A few minutes later, Abbie stepped out of Dr. Wachowski’s
office and shut the door behind her.
She
turned to the waiting room, filled with dusty plants and five empty chairs. In
the sixth, a young man with thick rimmed glasses sat reading a copy of Time
magazine. His white, heavily starched, button-down shirt and red tie seemed at
odds with his sun-tanned skin.
He glanced up, and Abbie saw the fluorescent
lighting reflect in his smeared lenses. He removed his glasses and wiped them
clean using the bottom flap of his shirt. He had dark wavy hair atop a long,
oval head and a thin, lanky frame. Sitting down, he looked to be easily over
six foot. She watched him a moment as he put his glasses back on. They
exchanged a quick glance.
The door behind her opened, almost hitting Abbie
square in the back. She moved as Dr. Wachowski poked his head out his office
and motioned to the young man. The boy got up from the chair and brushed past Abbie.

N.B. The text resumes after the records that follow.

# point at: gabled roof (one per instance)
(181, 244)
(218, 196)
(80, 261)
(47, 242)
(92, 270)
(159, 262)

She looked away. He slipped into the office as Dr. Wachowski patted him on the
shoulder. “You’re look’n legit.
Those new threads?”
He shut the door behind them.
Abbie stared at the empty waiting room for a
minute, considering the young man and wondering what kind of problems someone
like him could possibly have. For a second, she wondered if he was socially
awkward too. It was a silly idea, though. She’d only noticed the boy because
Dr. Wachowski had filled her head with pointless ideas about needing friends
and hanging out with Susan.
Still, she could imagine him being her Xander
Harris.
Dismissing the notion, Abbie rushed out of
the waiting room into the building hallway. Clutching her purse close to her
side, she made her way down from the third floor to the double glass entrance
doors, zipping her light jacket to protect her from the rain. Outside, she
stood on the top step of the front stairs for a moment, listening to doors shut
behind her.
Between the wind and the downpour, she knew
it would take an hour to walk home. She had a solid ten blocks ahead.
Abbie shivered against
the rain. An angry gust rattled the snap-hooks on the flag pole in front of the
Cypress Center Building. They clinked like some kind of Morse code message.

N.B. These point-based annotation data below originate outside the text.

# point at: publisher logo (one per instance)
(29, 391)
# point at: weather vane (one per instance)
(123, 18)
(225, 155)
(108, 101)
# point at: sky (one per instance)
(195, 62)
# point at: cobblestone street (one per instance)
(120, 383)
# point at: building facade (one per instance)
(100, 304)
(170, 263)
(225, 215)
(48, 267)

Another gush of wind lifted her purse, as if to snatch it away. She held it
tighter. Dr. Wachowski’s voice ran through her head again, saying,
I want you to get involved with something Susan
is doing
. Abbie wondered if Susan would be willing to pick her up at the
corporate park, in the rain. For the briefest moment, she actually considered
dialing Susan’s number.
But why go to the
trouble? She’d probably be bartending by now anyway.
Abbie
slipped her purse under her jacket,
then
raised the back
shoulders of the fabric over her head to protect her hair. She looked like the
Hunchback from Notre Dame, darting across the corporate park to the sidewalk
that ran along Fletcher Street.
* * * *
Coming out the double doors of the Cypress Center
Building, he stood on the top step. The wind whipped the flaps of his tan
trench coat tight to his legs. It almost blew the brown hat from his head. He
squashed the brim down tighter, hiding his face. Looking down the steps toward
the sidewalk below, he watched Abbie Reed make her way across the parking lot
toward Fletcher Street. He wondered if she’d called the tall roommate to pick
her up, then decided she hadn’t if she was braving the wind and downpour. It
would take her an hour to walk home from here.